Medium. Implement NTK-aware RoPE scaling. Train a tiny LM on sequences of length 256, then test on length 1024 with and without scaling. Measure perplexity.
Hard. Implement ALiBi and RoPE in the same attention module. Train a 4-layer transformer on a copy task with sequences of length 512. Extrapolate to 2048 at test time.
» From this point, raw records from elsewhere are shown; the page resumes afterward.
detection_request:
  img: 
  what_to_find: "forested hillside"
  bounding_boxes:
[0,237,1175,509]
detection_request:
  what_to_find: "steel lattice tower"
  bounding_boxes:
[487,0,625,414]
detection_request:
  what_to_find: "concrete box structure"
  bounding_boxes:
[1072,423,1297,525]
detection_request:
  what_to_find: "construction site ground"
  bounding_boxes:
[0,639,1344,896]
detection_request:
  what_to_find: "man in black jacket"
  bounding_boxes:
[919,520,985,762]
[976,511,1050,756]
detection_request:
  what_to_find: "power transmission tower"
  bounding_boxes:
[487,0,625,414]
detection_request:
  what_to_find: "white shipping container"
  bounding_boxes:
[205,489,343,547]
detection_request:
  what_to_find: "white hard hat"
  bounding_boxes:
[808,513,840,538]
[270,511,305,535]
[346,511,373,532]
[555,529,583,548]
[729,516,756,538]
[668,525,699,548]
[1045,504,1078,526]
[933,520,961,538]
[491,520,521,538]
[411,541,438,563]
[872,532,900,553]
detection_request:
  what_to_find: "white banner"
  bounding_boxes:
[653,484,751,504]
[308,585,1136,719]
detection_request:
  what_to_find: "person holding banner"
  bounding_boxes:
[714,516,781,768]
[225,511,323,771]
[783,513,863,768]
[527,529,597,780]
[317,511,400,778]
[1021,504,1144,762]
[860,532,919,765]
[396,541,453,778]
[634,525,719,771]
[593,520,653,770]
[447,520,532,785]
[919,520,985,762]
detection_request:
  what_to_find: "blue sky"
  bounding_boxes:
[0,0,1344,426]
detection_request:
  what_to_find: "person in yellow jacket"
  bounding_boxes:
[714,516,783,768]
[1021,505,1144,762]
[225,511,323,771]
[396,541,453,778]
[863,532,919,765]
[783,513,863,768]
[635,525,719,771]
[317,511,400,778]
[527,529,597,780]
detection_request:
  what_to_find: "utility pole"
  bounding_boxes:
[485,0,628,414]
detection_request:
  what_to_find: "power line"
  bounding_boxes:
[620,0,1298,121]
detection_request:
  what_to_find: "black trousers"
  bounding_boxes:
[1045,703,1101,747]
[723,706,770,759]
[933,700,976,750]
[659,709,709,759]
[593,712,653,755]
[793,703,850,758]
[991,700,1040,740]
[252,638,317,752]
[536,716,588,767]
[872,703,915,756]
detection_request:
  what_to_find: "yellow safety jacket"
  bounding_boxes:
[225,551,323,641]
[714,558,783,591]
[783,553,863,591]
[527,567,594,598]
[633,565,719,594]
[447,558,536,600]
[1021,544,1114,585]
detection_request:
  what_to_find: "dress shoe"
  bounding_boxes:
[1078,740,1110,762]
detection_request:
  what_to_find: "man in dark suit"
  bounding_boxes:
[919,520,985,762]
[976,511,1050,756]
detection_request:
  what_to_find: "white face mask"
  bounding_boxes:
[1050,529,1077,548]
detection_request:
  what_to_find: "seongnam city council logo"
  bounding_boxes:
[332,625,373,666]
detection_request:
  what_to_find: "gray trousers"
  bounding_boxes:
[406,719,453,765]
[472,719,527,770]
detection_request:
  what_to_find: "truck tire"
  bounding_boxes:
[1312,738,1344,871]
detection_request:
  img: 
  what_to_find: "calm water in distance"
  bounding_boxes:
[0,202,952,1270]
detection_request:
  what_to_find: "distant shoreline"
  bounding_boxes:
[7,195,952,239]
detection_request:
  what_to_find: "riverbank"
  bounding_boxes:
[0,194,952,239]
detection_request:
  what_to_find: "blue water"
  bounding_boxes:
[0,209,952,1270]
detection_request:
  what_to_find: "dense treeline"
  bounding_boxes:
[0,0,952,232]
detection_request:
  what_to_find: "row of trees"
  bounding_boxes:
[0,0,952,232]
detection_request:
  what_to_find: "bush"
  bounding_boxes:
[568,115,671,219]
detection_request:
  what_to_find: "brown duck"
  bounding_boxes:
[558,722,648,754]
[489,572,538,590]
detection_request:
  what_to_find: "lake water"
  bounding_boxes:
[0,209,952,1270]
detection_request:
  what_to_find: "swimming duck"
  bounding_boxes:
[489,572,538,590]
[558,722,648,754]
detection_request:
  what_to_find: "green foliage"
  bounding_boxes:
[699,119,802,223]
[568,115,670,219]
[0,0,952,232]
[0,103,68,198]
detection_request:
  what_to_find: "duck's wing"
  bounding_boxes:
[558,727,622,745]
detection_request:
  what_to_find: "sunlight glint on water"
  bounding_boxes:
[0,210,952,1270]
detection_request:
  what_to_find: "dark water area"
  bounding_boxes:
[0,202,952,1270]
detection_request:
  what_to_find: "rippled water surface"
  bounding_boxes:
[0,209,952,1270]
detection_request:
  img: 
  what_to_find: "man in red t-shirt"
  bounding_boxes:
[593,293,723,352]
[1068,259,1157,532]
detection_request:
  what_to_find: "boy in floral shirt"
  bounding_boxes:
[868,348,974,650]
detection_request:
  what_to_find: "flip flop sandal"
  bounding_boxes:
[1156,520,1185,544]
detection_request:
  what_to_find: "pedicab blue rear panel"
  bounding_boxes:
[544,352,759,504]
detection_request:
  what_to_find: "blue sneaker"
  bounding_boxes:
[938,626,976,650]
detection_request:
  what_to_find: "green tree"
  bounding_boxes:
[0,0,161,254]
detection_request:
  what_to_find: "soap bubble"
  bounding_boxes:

Compare degradation.

Key Terms

Term	What people say	What it actually means
Positional encoding	"Tells attention about order"	Any signal added to embeddings or attention that encodes position.
Sinusoidal	"The original one"	`sin/cos` at geometric frequencies added to embeddings; doesn't extrapolate.
RoPE	"Rotary embeddings"	Rotate Q, K by position-dependent angle; dot product encodes relative distance.
ALiBi	"Linear bias trick"	Add `-m·	i-j	` to attention scores; no embedding needed, great extrapolation.
base	"RoPE's knob"	The frequency scaler in RoPE; increase to extend context at inference.
NTK-aware	"A RoPE scaling trick"	Rescale `base` so high-frequency dims aren't squeezed when context expands.
YaRN	"The fancy one"	Per-dimension interpolation+extrapolation that preserves attention entropy.
Extrapolation	"Works beyond trained length"	Can the position scheme serve correct output past `max_len` seen in training?